8/13/24 A beautiful Horse

I am with a woman I do not know in waking life. We get in a large RV with lots of other people. It’s a holiday! I get help from others to get up from sleeping on a mat on a floor. I put another pair of socks on and go out in the hall to a bathroom.

Scene: I get up and go outside and see a beautiful horse. It sees me also and jumps its fence and runs to me. I get up on a mound so I can pet it easily. It wants me to ride it, but I am afraid to do so.

Next scene: I am in the kitchen with the horse now. I open a bottle of pop for it.

Next scene: I sit with the others from the RV and tell them about the horse. I am then getting ready to pack up my things.

Day Notes: nothing out of the ordinary. I haven’t had a horse dream in quite awhile. In the past, hoses in my dream mean personal power. I did turn down going with some women from my dream group, tubing down a river. I worried I could not get up from the tube; that my knee/leg was not strong enough. I regret not going. I really like all the women. I told myself that next time, when I get invited, I will go. I did go out to lunch with some of the women on the 14th which was very nice. Being afraid of riding the horse could be speaking to this.

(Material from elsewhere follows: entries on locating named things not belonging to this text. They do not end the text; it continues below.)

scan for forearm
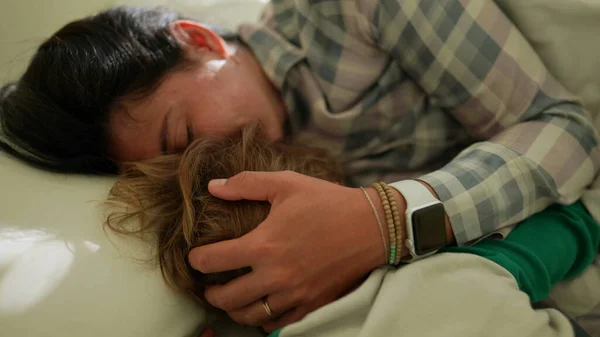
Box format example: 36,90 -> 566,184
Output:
421,113 -> 598,244
361,0 -> 600,244
444,202 -> 600,302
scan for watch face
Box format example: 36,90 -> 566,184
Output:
412,203 -> 446,255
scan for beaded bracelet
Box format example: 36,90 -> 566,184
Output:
360,187 -> 388,263
372,183 -> 398,265
381,183 -> 404,266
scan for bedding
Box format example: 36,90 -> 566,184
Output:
0,0 -> 263,337
0,0 -> 600,337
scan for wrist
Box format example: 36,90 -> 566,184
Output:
365,187 -> 410,264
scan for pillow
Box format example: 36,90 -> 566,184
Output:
496,0 -> 600,124
0,0 -> 263,337
0,153 -> 204,337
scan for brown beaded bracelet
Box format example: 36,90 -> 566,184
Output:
372,183 -> 398,265
381,183 -> 404,265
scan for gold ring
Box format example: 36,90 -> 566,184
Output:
263,297 -> 273,317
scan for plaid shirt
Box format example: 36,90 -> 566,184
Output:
240,0 -> 600,244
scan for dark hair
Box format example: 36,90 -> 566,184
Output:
0,7 -> 234,174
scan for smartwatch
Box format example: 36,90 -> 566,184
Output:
389,180 -> 447,262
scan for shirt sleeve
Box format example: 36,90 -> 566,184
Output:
443,202 -> 600,302
357,0 -> 600,244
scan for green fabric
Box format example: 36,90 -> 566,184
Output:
267,328 -> 283,337
443,202 -> 600,302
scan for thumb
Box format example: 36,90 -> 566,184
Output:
208,171 -> 285,203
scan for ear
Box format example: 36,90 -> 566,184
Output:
171,20 -> 229,58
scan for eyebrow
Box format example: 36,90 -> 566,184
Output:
160,108 -> 173,154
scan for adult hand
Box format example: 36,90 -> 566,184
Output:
189,172 -> 387,332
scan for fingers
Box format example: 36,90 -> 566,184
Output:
263,308 -> 307,333
208,171 -> 289,203
188,233 -> 257,274
204,271 -> 273,312
229,293 -> 297,326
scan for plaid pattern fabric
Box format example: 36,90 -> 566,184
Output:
240,0 -> 600,244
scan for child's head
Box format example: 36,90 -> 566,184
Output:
107,127 -> 342,303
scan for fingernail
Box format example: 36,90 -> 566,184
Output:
208,179 -> 227,187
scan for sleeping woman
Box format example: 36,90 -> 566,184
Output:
107,126 -> 600,337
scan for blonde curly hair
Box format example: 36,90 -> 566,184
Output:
106,126 -> 342,305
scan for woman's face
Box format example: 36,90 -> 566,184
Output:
109,46 -> 285,162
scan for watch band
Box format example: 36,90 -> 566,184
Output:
389,180 -> 445,262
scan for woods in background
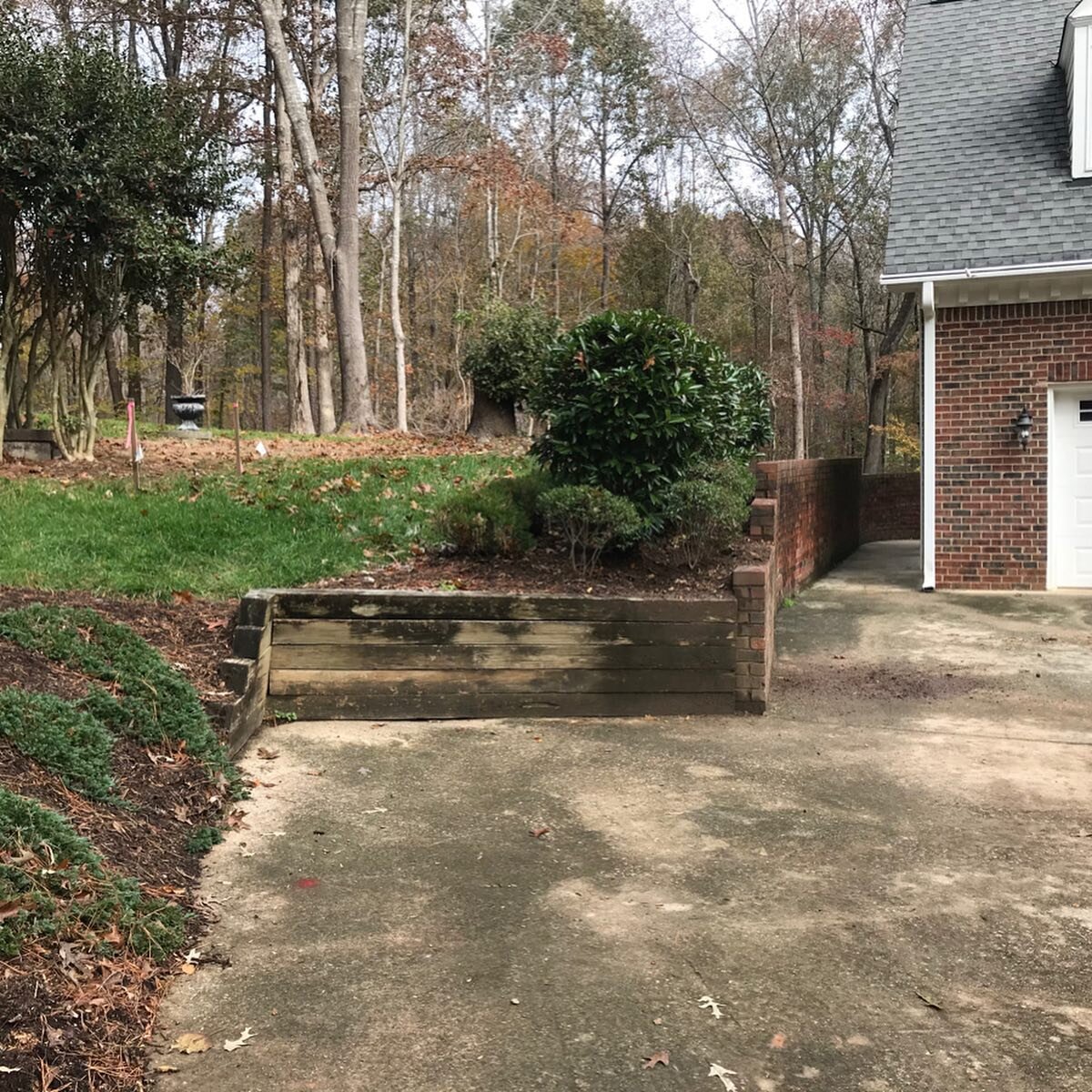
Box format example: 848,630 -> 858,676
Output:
0,0 -> 917,469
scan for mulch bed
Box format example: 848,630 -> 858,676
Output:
312,539 -> 770,600
0,589 -> 242,1092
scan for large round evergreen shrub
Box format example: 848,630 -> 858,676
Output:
463,300 -> 557,436
533,310 -> 771,509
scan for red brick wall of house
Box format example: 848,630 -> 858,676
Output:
861,473 -> 922,542
935,300 -> 1092,590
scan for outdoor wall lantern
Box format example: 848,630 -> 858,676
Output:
1012,406 -> 1032,448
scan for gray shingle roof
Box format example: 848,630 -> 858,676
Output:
885,0 -> 1092,277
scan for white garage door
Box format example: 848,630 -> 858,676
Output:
1050,388 -> 1092,588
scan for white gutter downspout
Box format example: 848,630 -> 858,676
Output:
922,280 -> 937,592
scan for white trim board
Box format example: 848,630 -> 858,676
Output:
880,258 -> 1092,286
922,280 -> 937,591
1046,382 -> 1092,592
885,268 -> 1092,307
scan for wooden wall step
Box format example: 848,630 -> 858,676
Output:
273,589 -> 736,622
269,667 -> 736,697
267,693 -> 735,721
273,618 -> 736,646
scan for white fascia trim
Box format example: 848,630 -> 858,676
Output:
1046,384 -> 1058,592
922,280 -> 937,592
880,258 -> 1092,288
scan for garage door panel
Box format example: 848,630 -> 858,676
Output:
1075,546 -> 1092,580
1049,387 -> 1092,588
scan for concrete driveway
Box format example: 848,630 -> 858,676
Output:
154,545 -> 1092,1092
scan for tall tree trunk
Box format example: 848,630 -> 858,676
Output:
466,389 -> 515,437
864,291 -> 917,474
258,53 -> 273,432
311,241 -> 338,435
163,291 -> 183,425
334,0 -> 376,430
126,304 -> 143,410
550,71 -> 561,318
481,0 -> 501,296
389,0 -> 413,432
774,173 -> 807,459
391,184 -> 410,432
258,0 -> 376,430
106,333 -> 126,413
600,117 -> 611,310
277,83 -> 315,436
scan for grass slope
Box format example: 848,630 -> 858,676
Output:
0,455 -> 521,599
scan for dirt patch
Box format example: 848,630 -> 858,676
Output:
312,537 -> 770,600
776,656 -> 997,701
0,639 -> 87,701
0,432 -> 528,480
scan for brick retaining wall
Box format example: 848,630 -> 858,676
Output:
861,474 -> 922,542
732,459 -> 921,713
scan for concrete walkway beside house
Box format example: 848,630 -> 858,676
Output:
153,544 -> 1092,1092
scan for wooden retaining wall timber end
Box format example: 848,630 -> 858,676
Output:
228,589 -> 738,736
219,591 -> 277,757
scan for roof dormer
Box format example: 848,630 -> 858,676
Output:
1058,0 -> 1092,178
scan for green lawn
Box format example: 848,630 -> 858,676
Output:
0,455 -> 523,597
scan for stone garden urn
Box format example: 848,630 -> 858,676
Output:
170,394 -> 206,432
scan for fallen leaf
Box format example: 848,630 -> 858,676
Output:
914,989 -> 945,1012
705,1061 -> 739,1092
224,1027 -> 255,1050
170,1031 -> 212,1054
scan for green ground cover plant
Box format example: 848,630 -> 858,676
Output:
0,455 -> 524,599
432,470 -> 552,557
0,687 -> 115,801
0,787 -> 187,960
539,485 -> 645,577
0,605 -> 231,774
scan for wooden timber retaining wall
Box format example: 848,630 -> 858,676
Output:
217,590 -> 737,733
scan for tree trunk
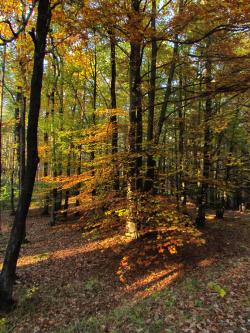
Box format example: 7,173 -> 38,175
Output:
144,0 -> 157,191
110,31 -> 119,191
0,0 -> 51,310
196,42 -> 212,227
127,0 -> 142,238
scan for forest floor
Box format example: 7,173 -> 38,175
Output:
0,204 -> 250,333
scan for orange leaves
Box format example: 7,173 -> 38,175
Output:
116,256 -> 131,283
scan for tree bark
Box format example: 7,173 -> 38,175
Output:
109,31 -> 120,191
144,0 -> 157,191
0,0 -> 51,310
196,42 -> 212,227
127,0 -> 142,238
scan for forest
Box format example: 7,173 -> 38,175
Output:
0,0 -> 250,333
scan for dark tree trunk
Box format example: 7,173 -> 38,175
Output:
0,0 -> 51,310
42,94 -> 50,216
196,42 -> 212,227
144,0 -> 157,191
109,31 -> 119,191
127,0 -> 142,238
90,39 -> 97,197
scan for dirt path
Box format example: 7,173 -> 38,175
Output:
0,212 -> 250,333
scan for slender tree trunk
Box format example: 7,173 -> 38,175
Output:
110,31 -> 119,191
0,0 -> 51,310
0,45 -> 6,234
42,94 -> 50,216
196,42 -> 212,227
127,0 -> 142,238
178,73 -> 187,213
90,40 -> 97,197
144,0 -> 157,191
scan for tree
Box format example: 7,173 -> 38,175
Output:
0,0 -> 51,310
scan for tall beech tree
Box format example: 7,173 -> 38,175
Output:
0,0 -> 51,310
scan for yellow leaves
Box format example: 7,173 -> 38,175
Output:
168,245 -> 177,254
97,108 -> 128,117
116,256 -> 131,283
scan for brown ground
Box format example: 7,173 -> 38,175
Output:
0,206 -> 250,333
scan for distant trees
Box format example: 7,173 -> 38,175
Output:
0,0 -> 51,309
0,0 -> 250,310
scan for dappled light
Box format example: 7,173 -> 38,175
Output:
0,0 -> 250,333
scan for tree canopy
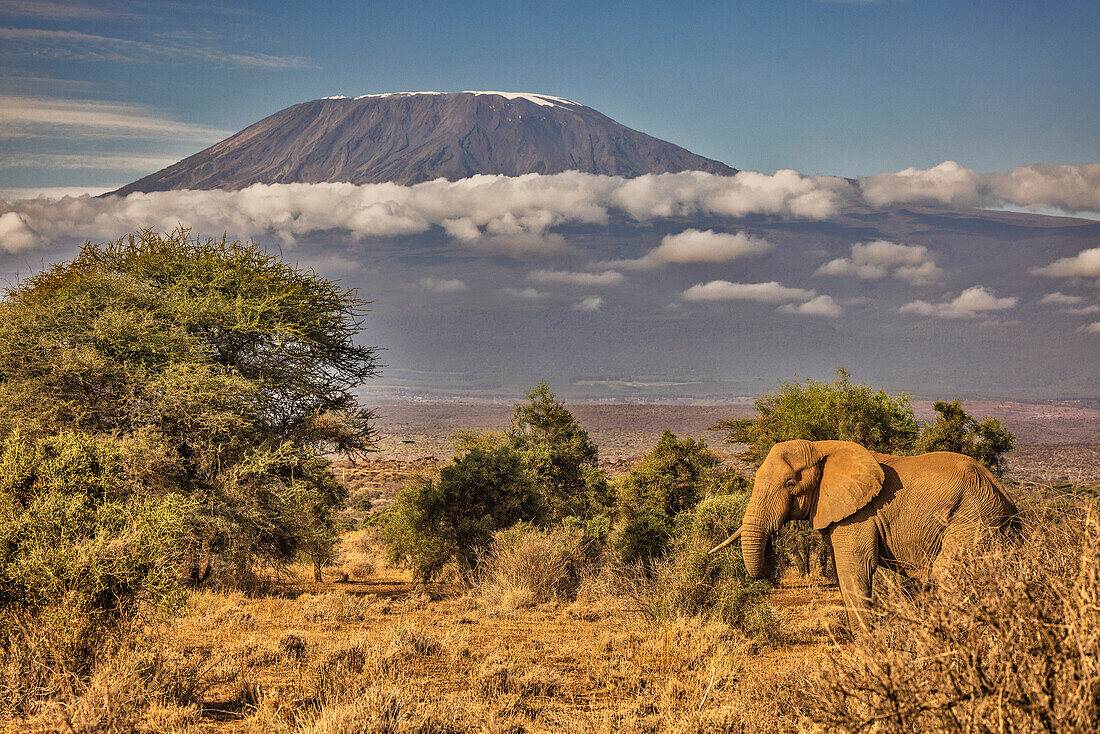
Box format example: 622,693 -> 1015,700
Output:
0,229 -> 377,570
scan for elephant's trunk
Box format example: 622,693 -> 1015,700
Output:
706,528 -> 741,556
740,506 -> 778,579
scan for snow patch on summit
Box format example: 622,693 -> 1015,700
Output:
462,90 -> 579,107
321,90 -> 580,107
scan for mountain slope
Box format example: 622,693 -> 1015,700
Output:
112,91 -> 736,195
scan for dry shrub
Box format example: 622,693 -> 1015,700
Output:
344,560 -> 376,581
278,632 -> 310,660
297,591 -> 375,622
3,639 -> 210,734
807,500 -> 1100,732
616,546 -> 780,642
299,682 -> 468,734
312,624 -> 451,703
477,524 -> 592,611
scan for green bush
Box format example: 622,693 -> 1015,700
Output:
0,431 -> 191,672
916,401 -> 1016,476
712,369 -> 1015,476
384,446 -> 547,580
503,381 -> 612,522
713,369 -> 920,465
614,430 -> 745,563
477,523 -> 601,607
636,492 -> 778,638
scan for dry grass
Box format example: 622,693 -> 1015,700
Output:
6,488 -> 1100,734
811,501 -> 1100,732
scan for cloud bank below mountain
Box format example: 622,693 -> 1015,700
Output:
0,162 -> 1100,255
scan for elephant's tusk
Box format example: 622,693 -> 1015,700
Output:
706,526 -> 744,556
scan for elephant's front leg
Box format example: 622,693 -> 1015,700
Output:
828,513 -> 879,632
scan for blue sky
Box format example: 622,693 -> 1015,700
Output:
0,0 -> 1100,189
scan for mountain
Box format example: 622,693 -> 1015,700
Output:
112,91 -> 737,195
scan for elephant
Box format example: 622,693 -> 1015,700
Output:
711,440 -> 1019,629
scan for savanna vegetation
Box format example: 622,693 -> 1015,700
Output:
0,231 -> 1100,733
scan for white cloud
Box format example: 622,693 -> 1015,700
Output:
682,281 -> 817,304
0,95 -> 232,143
573,296 -> 604,311
1027,248 -> 1100,277
650,229 -> 773,263
0,211 -> 37,252
527,270 -> 626,286
1038,292 -> 1085,306
0,0 -> 136,21
1062,304 -> 1100,316
503,288 -> 547,300
859,161 -> 1100,212
814,240 -> 943,285
420,277 -> 470,293
611,171 -> 857,220
601,229 -> 774,270
0,166 -> 1091,258
0,28 -> 314,69
899,285 -> 1020,319
779,295 -> 844,318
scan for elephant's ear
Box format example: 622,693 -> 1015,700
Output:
813,441 -> 886,530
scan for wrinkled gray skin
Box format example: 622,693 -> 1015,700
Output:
712,440 -> 1016,628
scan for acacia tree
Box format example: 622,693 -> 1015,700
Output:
0,229 -> 377,585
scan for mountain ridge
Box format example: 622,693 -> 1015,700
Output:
108,91 -> 737,196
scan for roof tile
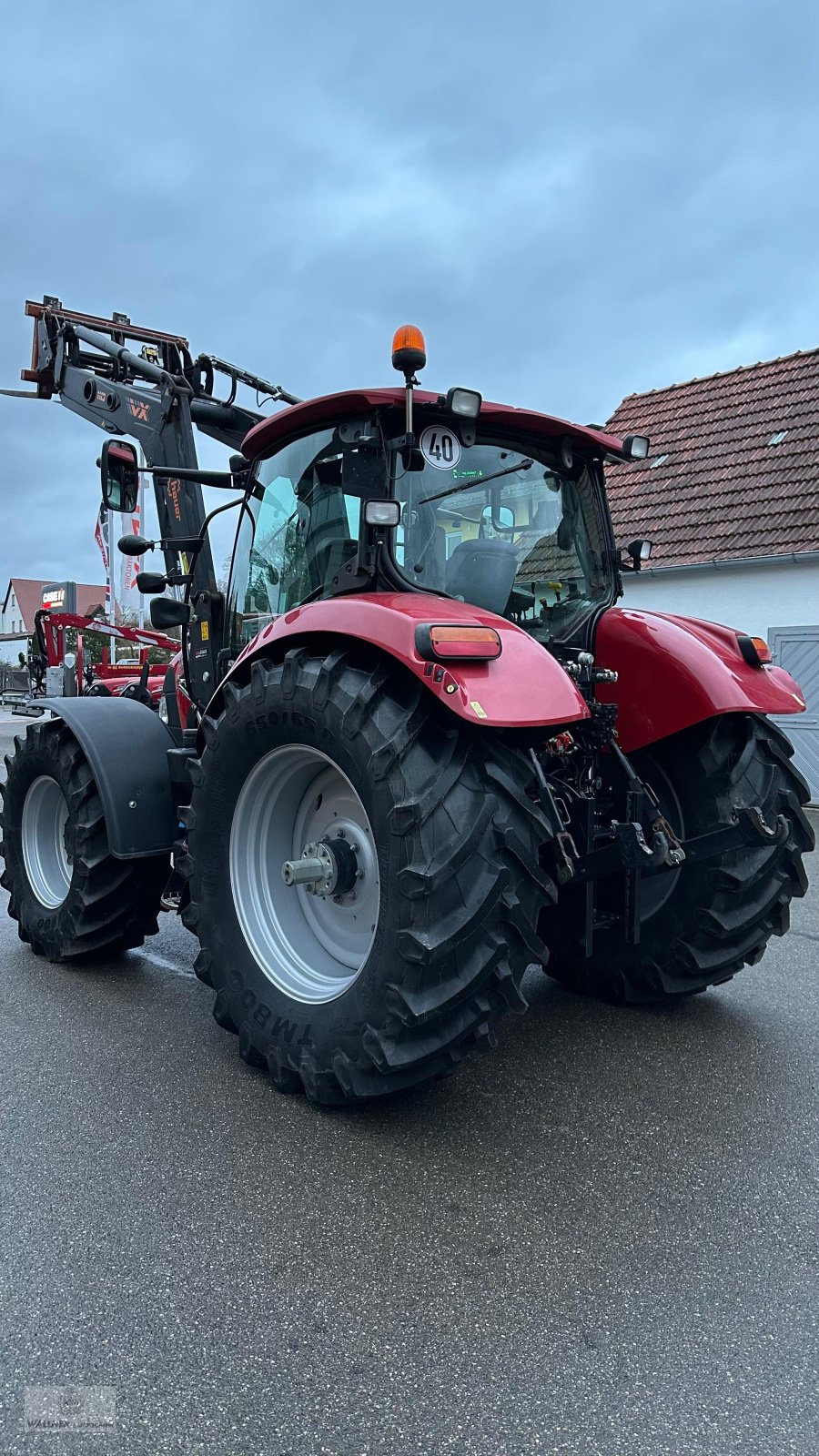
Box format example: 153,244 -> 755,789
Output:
606,349 -> 819,566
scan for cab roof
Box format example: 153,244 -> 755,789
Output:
242,386 -> 622,460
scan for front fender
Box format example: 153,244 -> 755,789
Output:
38,697 -> 177,859
217,592 -> 589,728
594,607 -> 804,753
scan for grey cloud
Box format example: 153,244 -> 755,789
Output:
0,0 -> 819,591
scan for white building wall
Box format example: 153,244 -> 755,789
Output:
620,559 -> 819,636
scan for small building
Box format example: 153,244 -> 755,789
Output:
606,349 -> 819,799
0,577 -> 105,662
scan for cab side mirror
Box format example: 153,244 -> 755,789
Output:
618,536 -> 652,571
99,440 -> 140,515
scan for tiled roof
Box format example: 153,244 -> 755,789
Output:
606,349 -> 819,566
3,577 -> 105,633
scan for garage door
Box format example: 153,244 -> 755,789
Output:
768,628 -> 819,803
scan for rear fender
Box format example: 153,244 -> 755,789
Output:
594,607 -> 804,753
38,697 -> 177,859
208,592 -> 589,728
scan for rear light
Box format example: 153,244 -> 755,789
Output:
736,633 -> 773,667
415,626 -> 501,662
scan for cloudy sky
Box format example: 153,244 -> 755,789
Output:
0,0 -> 819,584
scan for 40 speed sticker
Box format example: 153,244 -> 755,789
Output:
419,425 -> 460,470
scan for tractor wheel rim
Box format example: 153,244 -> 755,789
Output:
230,744 -> 380,1003
22,774 -> 71,910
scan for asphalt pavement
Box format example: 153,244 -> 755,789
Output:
0,723 -> 819,1456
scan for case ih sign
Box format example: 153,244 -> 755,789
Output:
42,581 -> 77,612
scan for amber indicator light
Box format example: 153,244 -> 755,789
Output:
415,624 -> 502,662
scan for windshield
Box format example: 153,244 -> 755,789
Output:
395,428 -> 611,636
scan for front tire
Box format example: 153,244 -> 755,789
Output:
548,713 -> 814,1002
0,718 -> 170,961
179,650 -> 555,1102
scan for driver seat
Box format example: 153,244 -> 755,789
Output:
446,539 -> 518,617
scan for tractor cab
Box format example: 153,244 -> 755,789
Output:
228,330 -> 631,648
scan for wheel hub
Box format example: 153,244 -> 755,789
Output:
281,828 -> 357,905
230,744 -> 380,1003
20,774 -> 73,910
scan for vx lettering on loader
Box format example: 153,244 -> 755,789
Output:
2,297 -> 814,1102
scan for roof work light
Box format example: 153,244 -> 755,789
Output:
446,388 -> 484,420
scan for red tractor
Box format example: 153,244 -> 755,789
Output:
2,300 -> 814,1102
32,607 -> 179,708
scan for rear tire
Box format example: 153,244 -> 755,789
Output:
179,650 -> 555,1102
548,713 -> 814,1002
0,718 -> 169,961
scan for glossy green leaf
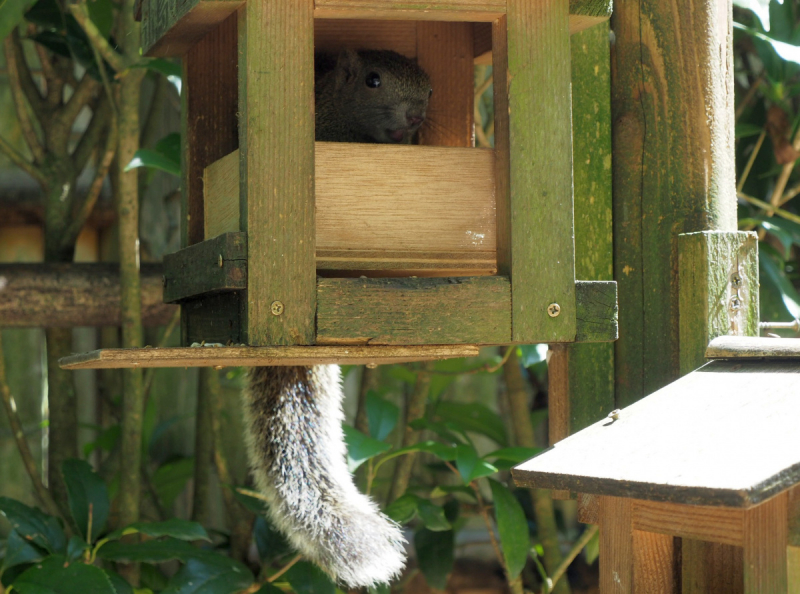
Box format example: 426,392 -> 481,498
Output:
61,459 -> 111,543
432,402 -> 508,446
414,528 -> 455,590
342,425 -> 392,472
0,497 -> 67,553
284,561 -> 336,594
489,479 -> 531,579
163,555 -> 255,594
14,555 -> 117,594
366,390 -> 400,441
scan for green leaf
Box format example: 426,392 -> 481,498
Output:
163,555 -> 254,594
14,555 -> 117,594
3,530 -> 45,571
433,402 -> 508,445
61,459 -> 110,543
0,497 -> 67,553
456,445 -> 497,484
414,528 -> 455,590
106,518 -> 211,542
285,561 -> 336,594
417,498 -> 452,532
366,390 -> 400,441
489,479 -> 531,579
342,425 -> 392,472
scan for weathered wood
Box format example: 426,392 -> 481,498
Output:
705,336 -> 800,359
506,0 -> 576,342
317,277 -> 511,345
600,497 -> 634,594
678,231 -> 760,373
142,0 -> 244,57
513,360 -> 800,508
205,142 -> 497,275
59,345 -> 478,369
743,492 -> 788,594
164,231 -> 247,303
417,21 -> 475,147
611,0 -> 737,406
239,0 -> 316,345
0,263 -> 175,328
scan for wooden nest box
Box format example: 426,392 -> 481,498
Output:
65,0 -> 617,367
512,336 -> 800,594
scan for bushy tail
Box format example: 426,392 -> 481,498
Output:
244,365 -> 405,588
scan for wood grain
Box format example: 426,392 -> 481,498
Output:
239,0 -> 316,345
513,361 -> 800,508
743,492 -> 788,594
59,346 -> 478,369
317,277 -> 511,345
600,497 -> 634,594
506,0 -> 576,343
706,336 -> 800,359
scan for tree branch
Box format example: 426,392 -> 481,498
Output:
3,35 -> 45,163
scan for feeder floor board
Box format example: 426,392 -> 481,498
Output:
513,359 -> 800,508
58,345 -> 479,369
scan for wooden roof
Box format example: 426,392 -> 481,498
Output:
513,359 -> 800,508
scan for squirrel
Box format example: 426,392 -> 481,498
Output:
244,50 -> 432,588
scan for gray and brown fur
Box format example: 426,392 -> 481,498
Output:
244,51 -> 431,588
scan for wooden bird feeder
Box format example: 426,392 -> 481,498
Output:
63,0 -> 617,368
513,337 -> 800,594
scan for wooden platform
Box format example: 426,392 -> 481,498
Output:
58,345 -> 479,369
512,359 -> 800,508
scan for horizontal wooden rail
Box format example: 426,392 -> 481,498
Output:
0,264 -> 177,328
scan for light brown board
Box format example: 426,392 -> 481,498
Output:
513,361 -> 800,508
59,346 -> 478,369
317,277 -> 511,344
239,0 -> 316,345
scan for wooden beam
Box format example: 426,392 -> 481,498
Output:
0,263 -> 177,328
58,345 -> 478,369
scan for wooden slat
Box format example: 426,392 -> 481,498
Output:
633,500 -> 744,546
706,336 -> 800,359
58,345 -> 478,369
600,497 -> 634,594
317,277 -> 511,345
506,0 -> 576,343
239,0 -> 316,345
164,231 -> 247,303
743,492 -> 788,594
513,360 -> 800,508
417,21 -> 475,147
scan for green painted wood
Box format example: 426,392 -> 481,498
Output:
678,231 -> 759,374
506,0 -> 576,343
164,232 -> 247,303
317,276 -> 511,345
239,0 -> 316,346
567,23 -> 619,433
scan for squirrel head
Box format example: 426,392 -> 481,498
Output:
334,50 -> 433,144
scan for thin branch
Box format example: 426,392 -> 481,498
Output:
3,35 -> 45,163
69,2 -> 128,73
0,333 -> 61,517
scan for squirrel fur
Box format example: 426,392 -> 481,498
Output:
244,50 -> 431,588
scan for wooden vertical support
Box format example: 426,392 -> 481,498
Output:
417,21 -> 475,146
239,0 -> 316,345
500,0 -> 576,343
744,492 -> 788,594
600,497 -> 634,594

I shared this dream with the Dreamsters. Here are some more thoughts. I guess the strongest hit I got was that I am ready for an adventure. Because of my knee operation and the healing process as well as being protective of Paul because of his memory loss, I have curtailed any adventure. I also do just curtail myself. I think it has to do with control/security. I like putting on another pair of socks representing “cold feet”. Friends waking me up reminds me of the invitation to go tubing and how that got me regretting not accepting the invitation. I do look at the horse as a spirit guide. If I got on the horse and rode him, that brings to mind complete freedom. Lastly, packing up my things, is a good sign that I am ready to go off on an adventure. Paul and I are going to Lake Vermilion on Monday of next week. This will be good for me and us. It will feel like an adventure.

8/10/24 Unruly Class

I am leading/teaching a dream class at a college. A lot of extra people show up. I am in a square room with rectangular tables a long all four sides. I am standing in the middle. I ask some people to move so I don’t have people behind me.

It is a woman’s turn to share her dream. She is shy and has a quiet voice. She starts to read her dream. Many people are talking and I ask them to be quiet. They do so. Two women, however, keep talking and giggling. I tell them to leave. They are miffed, but they do so. I am angry.

Next scene: I am still at the college but have left my room. I am trying to find it again. I am lost. I find Renee in a room. She is helping to clean up dishes with a few other people. Her room is close to mine so I think I will wait for her and walk back when she does.

Next scene: I am walking with a male professor who teaches in a room close to mine. He makes a comment about hearing me yell at the students. He is teasing me and I enjoy it.

I shared this dream with my sister, Chris. This is what I wrote: I am teaching at a college-a place of higher learning. I am in a square room-square can symbolize self actualization. I ask the students to move who would be behind me. I want to be in front of the class-in control? Extra people have come in and the group is noisy. I need more grounding and quiet. A shy, quiet girl is sharing her dream. (could be a part of me). It is hard to hear her. Two girls are talking and laughing. I tell them to leave. I feel this is me having strong boundaries and am taking control in a positive way. Later, I get lost. Maybe lose my sense of strong boundaries. (a new person came to my last in person group and invaded my boundaries by saying why don’t you do the meditations instead of using Insight Timer and don’t you think it would be a good idea to say a prayer of protection before we start dream work?) I think I can find my way back with Renee who can be too accommodating. That doesn’t happen. I am then with a male professor-my masculine. We are walking down the hall going back to our rooms. I am no longer lost. He teases me about yelling. I can laugh at myself and don’t take myself so seriously.

8/8/24 Three Dreams; two with the action of packing

  1. Anne Martin is a female cow. She would make a good leader and mother.

2. I am sick at first. However, I need to get going. I am with Paul and a woman I know. She came to see me. I have just gotten up from going to the bathroom. I feel better. I need to pack.

3. I am helping a woman pack. She has all these candies she is afraid will get squished. I look for plastic cups to put them in. I see Nancy Campbell and give her a big hug (Nancy died a year ago). She looks great. I then look for a light bulb. The light next to the woman’s things has burned out. I am about to pack up her things when I wake up.